Stefan Bauer from Audi introduced a project that has the ambition to collect all data from cars, analyse and offer more comfort to its users. This way, Audi wants to go fulfil their future vision of “giving back” to its users about an hour of the average daily time drivers spend in their cars. Car as such is perceived as a mere IoT device (with many sensors) that generates 4 TB of data per day (a set of cameras, impact sensors, sonic sensors, etc.). These data will be linked to information of current traffic situation, road conditions, weather information, other cars, places and duration of battery recharging, etc. Further advanced analyses and predictions will allow cars to "see around the corner" and change permitted speed limits so that transport is smoother, and more. Stefan Bauer emphasized the importance of personalization and knowledge of the current user context for Audi. This importance will certainly increase in the future (compared with Amazon, where 30% of sales are now instantly personalized).

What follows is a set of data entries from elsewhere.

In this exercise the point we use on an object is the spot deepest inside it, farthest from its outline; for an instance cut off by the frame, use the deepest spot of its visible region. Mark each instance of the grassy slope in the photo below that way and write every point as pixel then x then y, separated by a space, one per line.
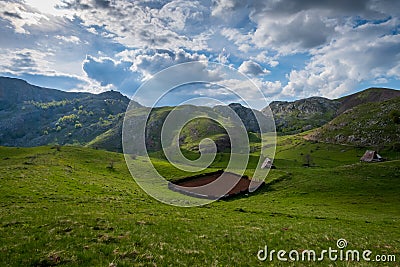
pixel 366 124
pixel 66 207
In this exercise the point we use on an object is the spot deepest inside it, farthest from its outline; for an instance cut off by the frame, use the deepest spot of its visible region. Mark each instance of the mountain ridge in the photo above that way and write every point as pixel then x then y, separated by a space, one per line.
pixel 32 116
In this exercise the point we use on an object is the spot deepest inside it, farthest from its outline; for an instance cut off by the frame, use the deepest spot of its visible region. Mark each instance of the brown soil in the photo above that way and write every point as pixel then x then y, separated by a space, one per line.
pixel 214 185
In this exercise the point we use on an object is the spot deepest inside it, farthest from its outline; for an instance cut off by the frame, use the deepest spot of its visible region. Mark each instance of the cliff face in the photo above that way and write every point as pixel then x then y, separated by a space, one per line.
pixel 305 114
pixel 34 116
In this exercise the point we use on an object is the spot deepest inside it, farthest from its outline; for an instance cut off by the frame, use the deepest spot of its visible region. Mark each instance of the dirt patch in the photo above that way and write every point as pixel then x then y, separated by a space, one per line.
pixel 214 185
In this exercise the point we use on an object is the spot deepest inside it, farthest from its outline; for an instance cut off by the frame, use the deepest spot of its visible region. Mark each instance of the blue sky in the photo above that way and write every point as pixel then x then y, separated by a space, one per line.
pixel 290 49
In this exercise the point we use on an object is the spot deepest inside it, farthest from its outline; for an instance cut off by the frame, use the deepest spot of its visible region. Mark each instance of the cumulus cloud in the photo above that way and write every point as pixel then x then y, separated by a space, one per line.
pixel 310 47
pixel 252 68
pixel 362 54
pixel 106 70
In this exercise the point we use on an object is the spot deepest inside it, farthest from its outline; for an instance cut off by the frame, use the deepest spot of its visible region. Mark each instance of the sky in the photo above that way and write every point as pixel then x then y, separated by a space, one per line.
pixel 289 49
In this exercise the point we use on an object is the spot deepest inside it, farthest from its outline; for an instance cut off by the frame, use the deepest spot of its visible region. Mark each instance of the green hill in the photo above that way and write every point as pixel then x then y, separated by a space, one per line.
pixel 76 206
pixel 306 114
pixel 34 116
pixel 371 124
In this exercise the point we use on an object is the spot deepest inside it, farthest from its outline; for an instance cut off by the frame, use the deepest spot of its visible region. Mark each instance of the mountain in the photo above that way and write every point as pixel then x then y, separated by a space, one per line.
pixel 305 114
pixel 35 116
pixel 370 124
pixel 302 115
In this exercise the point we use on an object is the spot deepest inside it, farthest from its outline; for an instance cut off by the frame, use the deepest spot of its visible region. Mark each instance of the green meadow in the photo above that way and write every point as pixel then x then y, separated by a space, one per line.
pixel 77 206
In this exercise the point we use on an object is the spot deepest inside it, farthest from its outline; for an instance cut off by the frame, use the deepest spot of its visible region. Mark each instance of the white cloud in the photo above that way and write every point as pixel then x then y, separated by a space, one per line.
pixel 361 54
pixel 68 39
pixel 252 68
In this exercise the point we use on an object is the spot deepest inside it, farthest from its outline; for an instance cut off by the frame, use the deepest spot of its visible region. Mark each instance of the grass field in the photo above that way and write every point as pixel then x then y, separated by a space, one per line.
pixel 81 207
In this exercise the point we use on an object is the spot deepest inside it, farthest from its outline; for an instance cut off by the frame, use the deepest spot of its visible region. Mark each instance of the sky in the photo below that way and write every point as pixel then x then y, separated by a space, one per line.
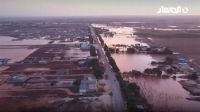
pixel 91 7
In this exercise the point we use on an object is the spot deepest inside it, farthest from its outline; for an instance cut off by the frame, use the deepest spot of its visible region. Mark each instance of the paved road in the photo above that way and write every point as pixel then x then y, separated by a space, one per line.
pixel 117 100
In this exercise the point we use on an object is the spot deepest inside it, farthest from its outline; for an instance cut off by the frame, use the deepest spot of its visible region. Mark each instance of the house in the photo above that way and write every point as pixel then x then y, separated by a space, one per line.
pixel 85 46
pixel 4 61
pixel 88 85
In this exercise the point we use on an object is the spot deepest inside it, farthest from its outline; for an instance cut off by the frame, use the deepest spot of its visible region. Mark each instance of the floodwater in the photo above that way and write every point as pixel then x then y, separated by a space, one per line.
pixel 140 62
pixel 165 95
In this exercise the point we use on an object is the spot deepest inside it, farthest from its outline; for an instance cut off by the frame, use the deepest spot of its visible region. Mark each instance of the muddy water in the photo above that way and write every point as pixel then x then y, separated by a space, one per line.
pixel 163 94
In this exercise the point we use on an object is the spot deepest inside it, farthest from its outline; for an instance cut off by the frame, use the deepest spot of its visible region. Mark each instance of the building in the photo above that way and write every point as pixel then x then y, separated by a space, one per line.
pixel 85 46
pixel 88 85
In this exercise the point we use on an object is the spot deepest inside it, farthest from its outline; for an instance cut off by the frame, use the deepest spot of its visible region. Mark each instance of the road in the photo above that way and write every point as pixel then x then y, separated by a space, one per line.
pixel 117 99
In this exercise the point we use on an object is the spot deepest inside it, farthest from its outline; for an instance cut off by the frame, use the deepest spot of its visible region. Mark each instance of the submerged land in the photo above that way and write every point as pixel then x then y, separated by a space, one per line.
pixel 141 64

The project uses Apache Kafka to collect large amounts of data coming from cars, and will be launched this year together with the new Audi.

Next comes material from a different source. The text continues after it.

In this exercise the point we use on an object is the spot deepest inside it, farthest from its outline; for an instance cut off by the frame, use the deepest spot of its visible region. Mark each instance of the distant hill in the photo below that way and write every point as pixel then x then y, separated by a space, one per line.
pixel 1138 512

Fast Cars in a Streaming World: Reimagining Transportation at AUDI, Stefan Bauer, Head of Development Data Analytics, AUDI Electronics Venture, AUDI.

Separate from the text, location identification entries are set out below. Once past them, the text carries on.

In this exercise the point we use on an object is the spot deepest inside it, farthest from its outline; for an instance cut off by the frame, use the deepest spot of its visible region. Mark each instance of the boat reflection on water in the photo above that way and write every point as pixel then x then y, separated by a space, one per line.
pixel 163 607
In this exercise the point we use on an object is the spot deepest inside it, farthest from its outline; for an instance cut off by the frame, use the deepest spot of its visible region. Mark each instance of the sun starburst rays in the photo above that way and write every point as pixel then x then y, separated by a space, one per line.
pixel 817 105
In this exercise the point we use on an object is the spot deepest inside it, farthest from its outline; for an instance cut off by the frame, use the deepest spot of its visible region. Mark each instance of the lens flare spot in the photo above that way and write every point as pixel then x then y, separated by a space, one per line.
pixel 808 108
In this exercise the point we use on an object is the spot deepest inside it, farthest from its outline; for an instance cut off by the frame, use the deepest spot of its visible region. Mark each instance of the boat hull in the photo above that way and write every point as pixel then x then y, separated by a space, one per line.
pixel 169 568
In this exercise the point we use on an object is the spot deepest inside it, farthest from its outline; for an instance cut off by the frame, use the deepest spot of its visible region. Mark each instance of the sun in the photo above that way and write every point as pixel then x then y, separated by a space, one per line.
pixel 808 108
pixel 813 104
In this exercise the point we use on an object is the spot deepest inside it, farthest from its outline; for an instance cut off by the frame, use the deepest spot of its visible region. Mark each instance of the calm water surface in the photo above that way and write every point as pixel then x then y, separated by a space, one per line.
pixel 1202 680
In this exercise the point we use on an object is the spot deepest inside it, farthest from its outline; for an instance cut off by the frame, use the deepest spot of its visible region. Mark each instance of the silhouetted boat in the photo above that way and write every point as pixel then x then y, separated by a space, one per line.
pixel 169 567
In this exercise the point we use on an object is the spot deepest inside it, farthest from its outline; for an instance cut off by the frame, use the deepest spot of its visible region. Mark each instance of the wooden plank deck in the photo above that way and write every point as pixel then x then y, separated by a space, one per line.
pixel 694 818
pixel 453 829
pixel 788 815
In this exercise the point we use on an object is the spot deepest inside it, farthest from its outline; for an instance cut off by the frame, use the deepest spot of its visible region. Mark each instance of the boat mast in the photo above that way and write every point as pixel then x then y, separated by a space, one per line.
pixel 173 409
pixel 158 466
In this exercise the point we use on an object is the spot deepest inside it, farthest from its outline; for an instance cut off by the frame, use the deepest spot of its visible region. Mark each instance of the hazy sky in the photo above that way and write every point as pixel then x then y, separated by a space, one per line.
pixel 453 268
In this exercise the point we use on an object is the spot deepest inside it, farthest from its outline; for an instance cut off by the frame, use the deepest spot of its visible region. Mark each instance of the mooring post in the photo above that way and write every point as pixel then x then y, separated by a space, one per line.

Casper Konig’s from Gracenote had a talk on Powering Olympics Games through Kafka Streams, enlightening us how to take advantage of Apache Kafka and Kafka Streams technology so that the 14 days of the Olympics could offer various websites widgets that display the progress of the Olympic Games in real time. It was up-to-date information on current results, who was on the track, how many seconds he was behind, current comparison of competitors, etc. To be able to do this, it was necessary to compile and utilise a lot of real-time data including official data from various Olympics sport venues. The project was also interesting by having created the infrastructure for only 14 days, during which the widgets were used by millions of people, which it made it quite difficult to test it beforehand.
Finally, it is worth mentioning the talk of Mikhail Khasina from Sberbank on the topic of Distributed computing - Key player in Corebanking Platforms. Mikhail Khasin has been working on Sberbank’s transformation, which a few years back would globally processed mere 10-15 transactions per second in their branches. In this digital age, Sberbank wants to match up the volume today's largest digital players can handle (such as Alibaba with over 200 thousand payment transactions per second). Mikhail maintains, banks have to become technology providers with banking environment knowledge, or simply technology companies, among other things, will "transform" into banks. Technologically, it certainly won’t happen through vertical scaling as it did in the past, but it has to go through a fully distributed environment on a horizontal level that can automate hundreds of thousands of transactions per second. In automated data analysis, Sberbank focuses, in the first phase, on automatic fraud detection and personalized offers. In subsequent phases, they want to reflect on key trends, such as counselling, smart interaction of chatbots, IoT and automated efficiency of the operation itself. Apache Kafka currently serves as a carrier of all events, while the plan is to further expand it by a streaming engine. This will be the basis for further building of automated, advanced analytics.
In the world of vast amounts of data, their fast processing and imaging in relevant contexts and in a clear way is key. At Lundegaard, we have been working on this topic, using technologies such as Apache Kafka. One of the examples is our Lifetrace product, a technical monitoring system for web portals.